Pensavamo fosse ormai acqua passata, purtroppo è storia di oggi, storia quasi quotidiana che le cronache ci restituiscono: i tantissimi, troppi morti in mezzo al mare, i porti chiusi, la violenza in aumento contro gli stranieri, il fascismo è tornato in Italia, facciamocene una ragione e allora in occasione anche della Giornata della Memoria, Rai Uno trasmette I figli del destino.

“Figli del Destino” racconta la vicenda delle Leggi Razziali applicate in Italia
dal regime fascista tra il 1938 e il 1945.

A ottant’anni dalla loro firma, l’evento viene ricostruito attraverso il punto di vista inedito di quattro piccoli protagonisti ebrei che, in tenera età, furono vittime di questo sconvolgimento epocale.

Raccontando le loro drammatiche storie attraversiamo l’Italia da Nord a Sud: un paese mortificato, impoverito, devastato, dolorante per le ferite inferte dalla guerra; un paese dove, con la firma della scellerata legislazione antisemita, i bambini ebrei furono costretti a non andare più a scuola, a nascondersi, a fuggire.

Bambini improvvisamente discriminati dai loro compagni, obbligati a sentirsi diversi.

Fra di loro la Senatrice Liliana Segre (a Milano), Tullio Foà (a Napoli), Lia Levi (a Roma), Guido Cava (a Pisa), tutti vittime della follia nazifascista.

La docufiction è realizzata attraverso scene di finzione – accuratamente ricostruite a partire dalle testimonianze dei personaggi reali – e materiali di repertorio forniti dal CDEC (Fondazione Centro di Documentazione Ebraica Contemporanea), dall’Istituto Luce – Cinecittà, da Rai Teche e dall’United States Holocaust Memorial Museum.

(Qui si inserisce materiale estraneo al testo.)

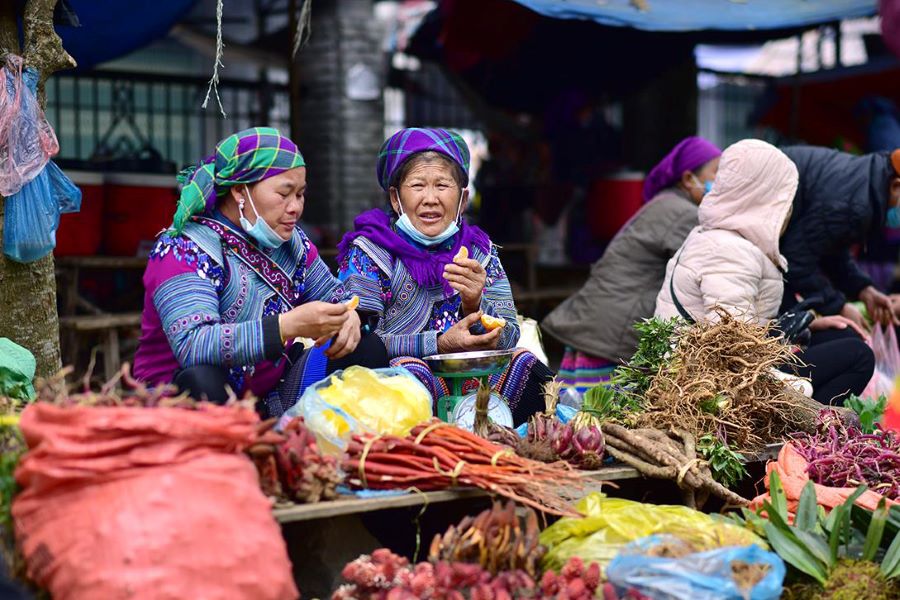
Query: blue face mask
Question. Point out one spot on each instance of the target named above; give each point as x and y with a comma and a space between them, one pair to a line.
893, 217
260, 231
406, 226
707, 185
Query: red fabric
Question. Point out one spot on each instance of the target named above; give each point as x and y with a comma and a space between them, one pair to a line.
146, 503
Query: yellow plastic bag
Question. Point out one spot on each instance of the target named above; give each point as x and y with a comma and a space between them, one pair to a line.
611, 523
356, 400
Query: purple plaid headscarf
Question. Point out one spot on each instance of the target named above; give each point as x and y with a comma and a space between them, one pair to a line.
689, 154
401, 146
426, 267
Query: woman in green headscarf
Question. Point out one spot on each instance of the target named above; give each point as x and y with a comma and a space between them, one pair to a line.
235, 280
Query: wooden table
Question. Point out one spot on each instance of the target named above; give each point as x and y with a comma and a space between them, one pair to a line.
322, 538
353, 505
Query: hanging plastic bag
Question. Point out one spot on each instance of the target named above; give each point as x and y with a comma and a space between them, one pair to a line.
30, 221
357, 400
733, 573
27, 141
611, 523
32, 214
887, 362
65, 193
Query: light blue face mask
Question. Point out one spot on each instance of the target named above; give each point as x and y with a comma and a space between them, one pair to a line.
260, 231
406, 226
893, 217
707, 185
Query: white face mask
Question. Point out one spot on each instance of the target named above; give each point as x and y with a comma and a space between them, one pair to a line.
406, 226
260, 231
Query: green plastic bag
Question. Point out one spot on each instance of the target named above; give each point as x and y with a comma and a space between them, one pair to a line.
17, 366
611, 523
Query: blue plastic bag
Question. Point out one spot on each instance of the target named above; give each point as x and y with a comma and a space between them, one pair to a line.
563, 413
698, 576
32, 214
65, 193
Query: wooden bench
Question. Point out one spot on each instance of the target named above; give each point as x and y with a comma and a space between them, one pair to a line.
108, 326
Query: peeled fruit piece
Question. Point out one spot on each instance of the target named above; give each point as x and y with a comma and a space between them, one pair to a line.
491, 323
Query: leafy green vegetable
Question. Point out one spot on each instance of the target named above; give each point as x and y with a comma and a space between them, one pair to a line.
654, 346
727, 466
869, 411
817, 545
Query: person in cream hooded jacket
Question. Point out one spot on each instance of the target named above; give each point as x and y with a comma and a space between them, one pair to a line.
732, 260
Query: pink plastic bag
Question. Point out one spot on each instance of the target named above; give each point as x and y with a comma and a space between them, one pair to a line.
887, 362
27, 141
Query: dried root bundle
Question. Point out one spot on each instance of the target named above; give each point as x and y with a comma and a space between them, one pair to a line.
720, 382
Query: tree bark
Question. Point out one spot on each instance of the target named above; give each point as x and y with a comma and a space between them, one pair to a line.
28, 291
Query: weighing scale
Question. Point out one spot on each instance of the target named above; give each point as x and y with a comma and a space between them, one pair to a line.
456, 368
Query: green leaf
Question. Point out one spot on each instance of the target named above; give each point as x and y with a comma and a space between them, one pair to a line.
807, 511
890, 564
875, 532
795, 553
776, 492
837, 529
817, 545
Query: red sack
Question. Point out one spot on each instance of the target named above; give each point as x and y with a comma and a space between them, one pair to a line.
791, 468
146, 503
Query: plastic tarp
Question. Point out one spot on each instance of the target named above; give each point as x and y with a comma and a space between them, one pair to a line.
699, 15
113, 28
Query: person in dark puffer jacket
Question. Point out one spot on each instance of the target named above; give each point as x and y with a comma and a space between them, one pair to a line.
841, 200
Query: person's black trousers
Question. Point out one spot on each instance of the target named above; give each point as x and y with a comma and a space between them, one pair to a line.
838, 363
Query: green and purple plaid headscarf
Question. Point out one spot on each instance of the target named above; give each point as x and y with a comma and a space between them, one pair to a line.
400, 147
247, 156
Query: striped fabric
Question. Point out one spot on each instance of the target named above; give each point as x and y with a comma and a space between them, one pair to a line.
582, 371
209, 305
411, 316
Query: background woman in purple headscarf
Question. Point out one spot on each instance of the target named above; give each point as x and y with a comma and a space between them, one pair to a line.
597, 323
400, 262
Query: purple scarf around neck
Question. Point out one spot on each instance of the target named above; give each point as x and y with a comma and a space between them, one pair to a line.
425, 267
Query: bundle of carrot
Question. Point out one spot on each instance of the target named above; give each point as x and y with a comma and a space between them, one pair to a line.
436, 456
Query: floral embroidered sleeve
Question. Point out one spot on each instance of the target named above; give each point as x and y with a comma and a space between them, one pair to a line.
362, 277
185, 285
497, 301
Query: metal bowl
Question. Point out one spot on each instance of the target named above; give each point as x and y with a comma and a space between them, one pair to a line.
488, 361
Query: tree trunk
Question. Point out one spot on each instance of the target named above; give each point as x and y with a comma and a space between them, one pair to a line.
28, 291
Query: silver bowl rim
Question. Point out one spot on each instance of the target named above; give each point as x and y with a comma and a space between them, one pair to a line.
470, 355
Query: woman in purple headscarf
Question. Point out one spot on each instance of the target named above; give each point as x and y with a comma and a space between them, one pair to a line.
597, 323
404, 263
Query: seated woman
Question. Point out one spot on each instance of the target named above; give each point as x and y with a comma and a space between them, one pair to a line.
400, 262
597, 323
731, 260
235, 280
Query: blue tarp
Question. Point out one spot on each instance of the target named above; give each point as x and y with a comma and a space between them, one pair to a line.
113, 28
700, 15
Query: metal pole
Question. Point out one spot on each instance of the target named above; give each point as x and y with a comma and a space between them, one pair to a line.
293, 75
794, 129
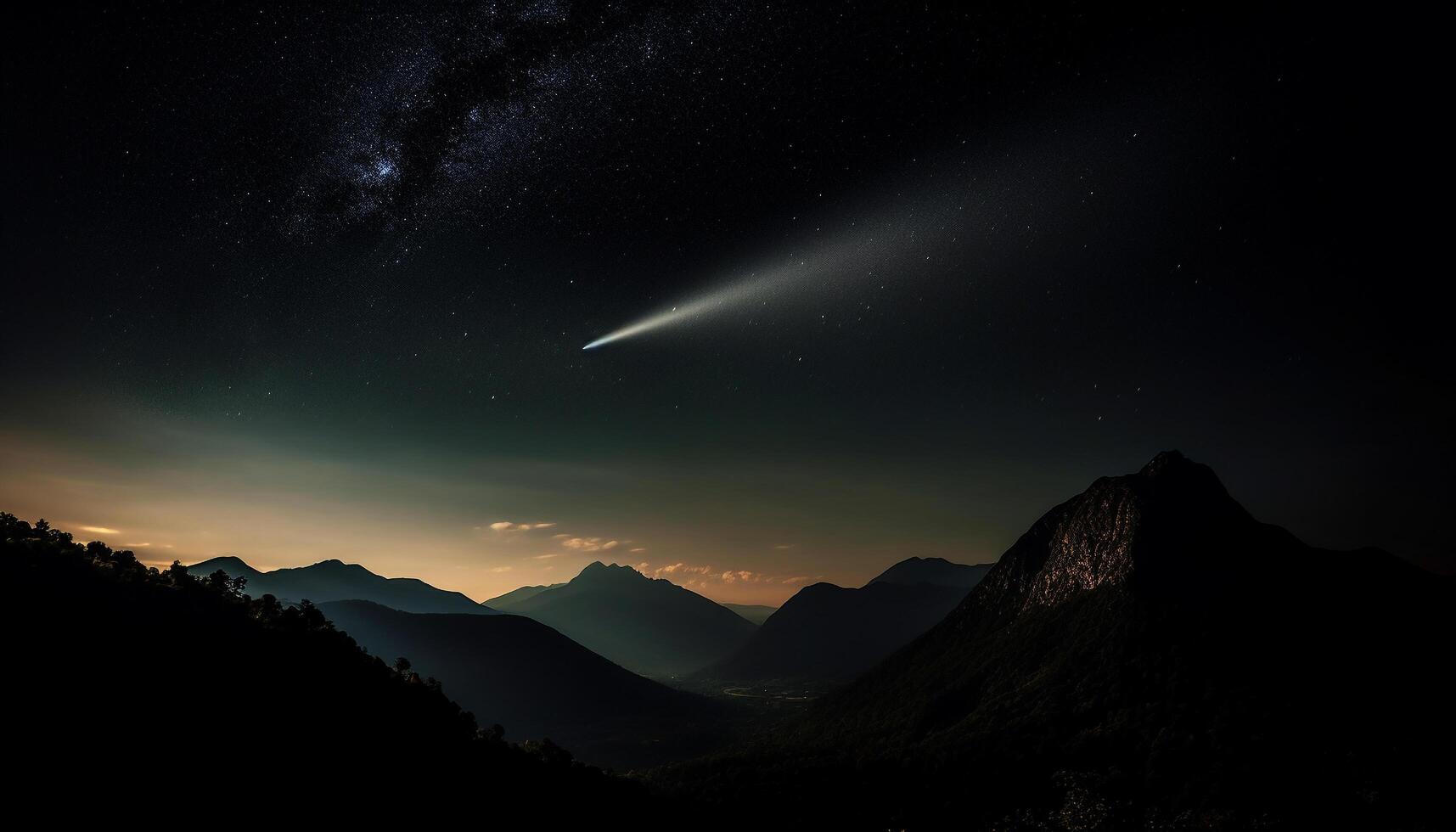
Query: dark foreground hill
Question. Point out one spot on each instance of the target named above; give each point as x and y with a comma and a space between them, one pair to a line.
335, 580
1148, 656
122, 677
827, 632
649, 626
525, 675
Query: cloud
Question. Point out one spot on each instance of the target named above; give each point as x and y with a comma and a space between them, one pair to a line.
587, 544
510, 526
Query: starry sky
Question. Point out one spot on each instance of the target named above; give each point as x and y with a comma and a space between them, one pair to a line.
305, 283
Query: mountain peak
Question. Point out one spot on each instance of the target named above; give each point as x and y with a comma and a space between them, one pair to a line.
938, 571
1172, 522
596, 571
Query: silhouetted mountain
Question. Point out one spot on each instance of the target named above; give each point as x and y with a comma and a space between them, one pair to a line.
521, 673
755, 612
649, 626
335, 580
118, 667
509, 600
1146, 656
936, 571
829, 632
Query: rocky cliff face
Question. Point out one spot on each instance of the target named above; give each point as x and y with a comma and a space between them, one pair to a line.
1162, 644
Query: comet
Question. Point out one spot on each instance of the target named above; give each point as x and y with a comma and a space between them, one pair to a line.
820, 270
737, 295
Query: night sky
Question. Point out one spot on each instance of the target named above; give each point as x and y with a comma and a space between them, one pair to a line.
297, 284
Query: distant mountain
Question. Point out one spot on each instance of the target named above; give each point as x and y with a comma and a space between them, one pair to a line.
755, 612
829, 632
335, 580
649, 626
1148, 655
531, 679
509, 600
246, 687
935, 571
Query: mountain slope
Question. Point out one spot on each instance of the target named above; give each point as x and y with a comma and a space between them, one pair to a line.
531, 679
1149, 655
829, 632
509, 600
649, 626
120, 665
335, 580
755, 612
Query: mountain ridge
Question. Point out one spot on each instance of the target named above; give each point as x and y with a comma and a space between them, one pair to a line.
829, 632
649, 626
337, 580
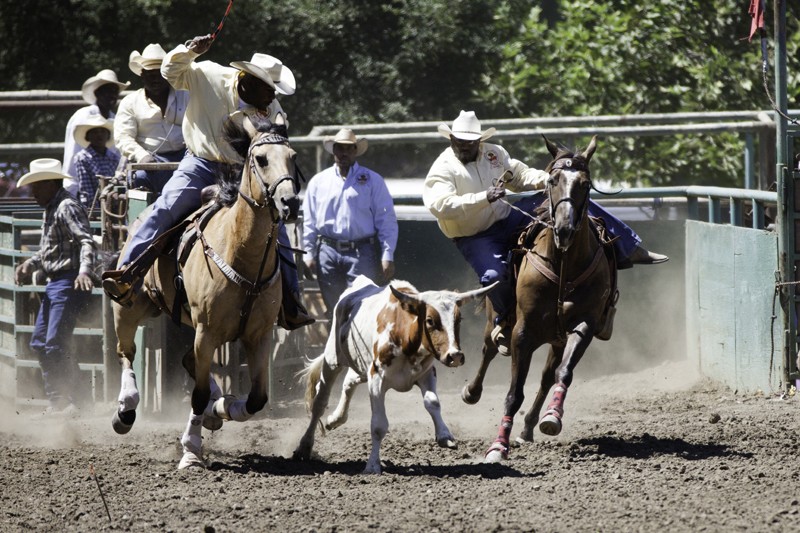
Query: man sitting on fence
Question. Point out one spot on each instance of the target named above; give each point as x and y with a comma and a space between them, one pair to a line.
148, 125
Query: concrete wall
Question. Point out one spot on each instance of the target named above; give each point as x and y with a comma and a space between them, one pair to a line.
730, 282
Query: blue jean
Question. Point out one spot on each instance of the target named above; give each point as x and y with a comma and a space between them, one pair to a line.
487, 251
58, 313
337, 270
180, 198
154, 180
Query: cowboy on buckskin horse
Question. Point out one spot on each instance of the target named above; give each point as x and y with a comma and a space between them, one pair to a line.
462, 189
218, 94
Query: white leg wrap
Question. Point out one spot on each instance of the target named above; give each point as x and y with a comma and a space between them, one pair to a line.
192, 439
229, 408
128, 393
216, 392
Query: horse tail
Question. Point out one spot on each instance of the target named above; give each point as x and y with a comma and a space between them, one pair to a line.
311, 375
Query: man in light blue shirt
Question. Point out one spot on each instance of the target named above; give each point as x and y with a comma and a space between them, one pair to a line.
349, 223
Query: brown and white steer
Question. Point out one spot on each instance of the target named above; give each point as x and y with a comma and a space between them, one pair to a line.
388, 337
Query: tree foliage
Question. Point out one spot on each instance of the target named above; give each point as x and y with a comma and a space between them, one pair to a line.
411, 60
624, 58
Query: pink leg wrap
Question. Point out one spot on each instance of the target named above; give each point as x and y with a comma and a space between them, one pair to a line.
504, 433
556, 406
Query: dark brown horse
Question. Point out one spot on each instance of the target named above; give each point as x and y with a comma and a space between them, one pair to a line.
565, 290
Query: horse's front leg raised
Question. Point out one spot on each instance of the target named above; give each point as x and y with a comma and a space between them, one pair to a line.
554, 358
192, 439
577, 343
210, 421
231, 408
427, 385
522, 348
472, 391
126, 320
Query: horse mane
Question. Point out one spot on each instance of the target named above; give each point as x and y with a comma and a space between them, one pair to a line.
239, 139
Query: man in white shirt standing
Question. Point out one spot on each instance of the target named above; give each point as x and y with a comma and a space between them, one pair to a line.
148, 124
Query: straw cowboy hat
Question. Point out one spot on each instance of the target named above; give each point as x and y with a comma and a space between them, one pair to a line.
150, 59
466, 127
270, 70
91, 122
345, 136
41, 170
102, 78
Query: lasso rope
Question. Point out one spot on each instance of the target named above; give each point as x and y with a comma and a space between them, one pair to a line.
222, 22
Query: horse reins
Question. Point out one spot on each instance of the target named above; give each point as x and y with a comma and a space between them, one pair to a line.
253, 289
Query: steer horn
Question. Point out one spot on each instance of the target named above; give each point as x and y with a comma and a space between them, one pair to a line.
475, 294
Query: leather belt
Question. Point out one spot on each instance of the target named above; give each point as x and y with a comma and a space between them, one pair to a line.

La voce narrante di Neri Marcorè è il filo conduttore attraverso il quale si snodano gli eventi più significativi che hanno portato l’Italia dentro una vergognosa pagina di storia.

Nel cast figurano Massimo Poggio, Valentina Lodovini e Massimiliano Gallo per la regia di Francesco Miccichè e Marco Spagnoli. In onda mercoledi 23 gennaio 2019 alle 21.20 Su Rai Uno.